Funkzellenabfragen werden eingesetzt, um Straftaten aufzuklären, indem Verdächtige identifiziert werden können, die sich zur Tatzeit an einem Tatort aufgehalten haben. Allerdings werden dabei auch die Daten vieler unbeteiligter Personen erfasst, was als Eingriff in das Recht auf informationelle Selbstbestimmung kritisiert wird.

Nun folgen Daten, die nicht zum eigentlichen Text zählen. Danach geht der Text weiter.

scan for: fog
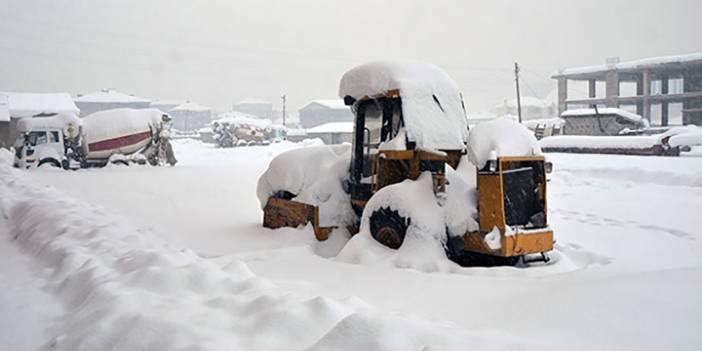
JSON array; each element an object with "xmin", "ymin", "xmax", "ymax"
[{"xmin": 1, "ymin": 0, "xmax": 700, "ymax": 113}]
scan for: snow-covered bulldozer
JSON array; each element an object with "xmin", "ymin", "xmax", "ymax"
[{"xmin": 258, "ymin": 61, "xmax": 553, "ymax": 266}]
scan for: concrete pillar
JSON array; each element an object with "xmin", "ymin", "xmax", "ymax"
[
  {"xmin": 642, "ymin": 69, "xmax": 652, "ymax": 122},
  {"xmin": 557, "ymin": 77, "xmax": 568, "ymax": 116},
  {"xmin": 635, "ymin": 74, "xmax": 644, "ymax": 115},
  {"xmin": 605, "ymin": 71, "xmax": 620, "ymax": 108},
  {"xmin": 588, "ymin": 79, "xmax": 597, "ymax": 98},
  {"xmin": 661, "ymin": 76, "xmax": 669, "ymax": 126}
]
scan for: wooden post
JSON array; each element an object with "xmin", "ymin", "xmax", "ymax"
[{"xmin": 514, "ymin": 62, "xmax": 522, "ymax": 123}]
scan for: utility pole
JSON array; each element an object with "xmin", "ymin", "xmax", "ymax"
[
  {"xmin": 281, "ymin": 94, "xmax": 287, "ymax": 126},
  {"xmin": 514, "ymin": 62, "xmax": 523, "ymax": 123}
]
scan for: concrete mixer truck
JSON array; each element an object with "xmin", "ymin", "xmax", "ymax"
[{"xmin": 13, "ymin": 108, "xmax": 177, "ymax": 169}]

Die Polizei fordert dabei von Mobilfunkanbietern wie der Telekom oder Vodafone die Verbindungsdaten aller Mobilfunkgeräte an, die sich in einem definierten Gebiet und Zeitraum mit einem Funkmast verbunden haben. Also welche Telefonnummern miteinander kommuniziert haben, ob per Anruf oder SMS, sowie Daten zum Internetzugriff über den Funkmast.

Der seit 2015 geltenden Gesetzeslage nach den Paragrafen 100g und 101a Absatz 6 der Strafprozessordnung (StPO) zufolge sind die Betroffenen einer solchen Maßnahme darüber zu verständigen.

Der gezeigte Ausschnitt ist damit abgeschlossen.